In 1961, regarding the economic mechanism of neocolonial control, in the speech Cuba: Historical Exception or Vanguard in the Anti-colonial Struggle?, Argentine revolutionary Che Guevara said:

We, politely referred to as "underdeveloped", in truth, are colonial, semi-colonial or dependent countries. We are countries whose economies have been distorted by imperialism, which has abnormally developed those branches of industry or agriculture needed to complement its complex economy. "Underdevelopment", or distorted development, brings a dangerous specialisation in raw materials, inherent in which is the threat of hunger for all our peoples. We, the "underdeveloped", are also those with the single crop, the single product, the single market. A single product whose uncertain sale depends on a single market imposing and fixing conditions. That is the great formula for imperialist economic domination.

=== Dependency theory ===

Dependency theory is the theoretical description of economic neocolonialism. It proposes that the global economic system comprises wealthy countries at the centre, and poor countries at the periphery. Economic neocolonialism extracts the human and natural resources of a poor country to flow to the economies of the wealthy countries. It claims that the poverty of the peripheral countries is the result of how they are integrated in the global economic system. Dependency theory derives from the Marxist analysis of economic inequalities within the world's system of economies, thus, under-development of the periphery is a direct result of development in the centre. It includes the concept of the late 19th century semi-colony.

===Cold War===

During the mid-to-late 20th century, in the course of the ideological conflict between the U.S. and the U.S.S.R., each country and its satellite states accused each other of practising neocolonialism in their imperial and hegemonic pursuits. The struggle included proxy wars, fought by client states in the decolonised countries. Cuba, the Warsaw Pact bloc, Egypt under Gamal Abdel Nasser (1956–1970) et al. accused the U.S. of sponsoring anti-democratic governments whose regimes did not represent the interests of their people and of overtthrowing elected governments (African, Asian, Latin American) that did not support U.S. geopolitical interests.

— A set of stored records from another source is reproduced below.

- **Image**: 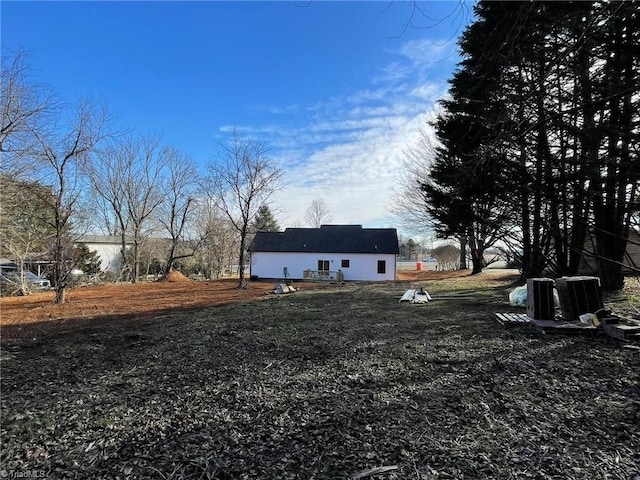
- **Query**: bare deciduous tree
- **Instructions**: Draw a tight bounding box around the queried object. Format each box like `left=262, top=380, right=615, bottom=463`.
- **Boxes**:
left=86, top=138, right=132, bottom=278
left=31, top=99, right=109, bottom=304
left=205, top=131, right=282, bottom=288
left=389, top=127, right=437, bottom=233
left=158, top=148, right=203, bottom=273
left=123, top=135, right=167, bottom=283
left=197, top=201, right=239, bottom=278
left=304, top=198, right=333, bottom=228
left=0, top=51, right=59, bottom=176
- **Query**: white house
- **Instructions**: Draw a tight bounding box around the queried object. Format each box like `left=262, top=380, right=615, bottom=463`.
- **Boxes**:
left=250, top=225, right=399, bottom=281
left=76, top=235, right=133, bottom=272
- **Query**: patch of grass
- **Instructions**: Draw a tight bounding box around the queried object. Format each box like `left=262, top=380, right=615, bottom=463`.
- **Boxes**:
left=0, top=277, right=640, bottom=479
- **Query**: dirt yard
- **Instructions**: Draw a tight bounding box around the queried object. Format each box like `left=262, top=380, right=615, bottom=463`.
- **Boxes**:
left=0, top=272, right=640, bottom=480
left=0, top=270, right=513, bottom=338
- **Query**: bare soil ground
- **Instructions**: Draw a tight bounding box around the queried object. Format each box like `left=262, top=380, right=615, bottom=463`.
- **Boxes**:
left=0, top=272, right=640, bottom=480
left=0, top=271, right=505, bottom=339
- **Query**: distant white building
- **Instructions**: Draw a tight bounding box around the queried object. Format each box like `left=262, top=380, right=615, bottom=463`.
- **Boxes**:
left=76, top=235, right=133, bottom=273
left=250, top=225, right=399, bottom=281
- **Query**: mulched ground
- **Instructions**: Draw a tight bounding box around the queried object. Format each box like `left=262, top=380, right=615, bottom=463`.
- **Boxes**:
left=0, top=274, right=640, bottom=479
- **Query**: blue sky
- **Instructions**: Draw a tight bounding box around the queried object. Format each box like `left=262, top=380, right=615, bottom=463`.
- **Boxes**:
left=0, top=1, right=472, bottom=236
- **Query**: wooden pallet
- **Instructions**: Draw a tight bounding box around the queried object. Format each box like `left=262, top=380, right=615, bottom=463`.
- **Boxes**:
left=602, top=323, right=640, bottom=340
left=496, top=313, right=598, bottom=333
left=496, top=313, right=531, bottom=325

In the 1960s, under the leadership of Chairman Mehdi Ben Barka, the Cuban Tricontinental Conference (Organisation of Solidarity with the People of Asia, Africa and Latin America) recognised and supported the validity of revolutionary anti-colonialism as a means for colonised peoples of the Third World to achieve self-determination, a policy which angered the U.S. and France. Moreover, Chairman Barka headed the Commission on Neocolonialism, which dealt with the work to resolve the neocolonial involvement of colonial powers in decolonised counties; and said that the U.S., as the leading capitalist country of the world, was, in practice, the principal neocolonialist political actor.

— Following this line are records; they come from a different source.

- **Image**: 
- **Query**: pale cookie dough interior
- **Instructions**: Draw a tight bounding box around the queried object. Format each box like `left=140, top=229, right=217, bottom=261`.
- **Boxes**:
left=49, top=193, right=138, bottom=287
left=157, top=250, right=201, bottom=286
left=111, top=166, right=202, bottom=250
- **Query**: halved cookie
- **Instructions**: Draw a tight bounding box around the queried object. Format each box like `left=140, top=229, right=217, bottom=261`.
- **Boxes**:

=== Multinational corporations ===

Critics of the practice of neocolonialism also argue that investment by multinational corporations enriches few in underdeveloped countries and causes humanitarian, environmental and ecological damage to their populations. They argue that this results in unsustainable development and perpetual underdevelopment. These countries remain reservoirs of cheap labor and raw materials, while restricting access to advanced production techniques to develop their own economies. In some countries, monopolization of natural resources, while initially leading to an influx of investment, is often followed by increases in unemployment, poverty and a decline in per-capita income.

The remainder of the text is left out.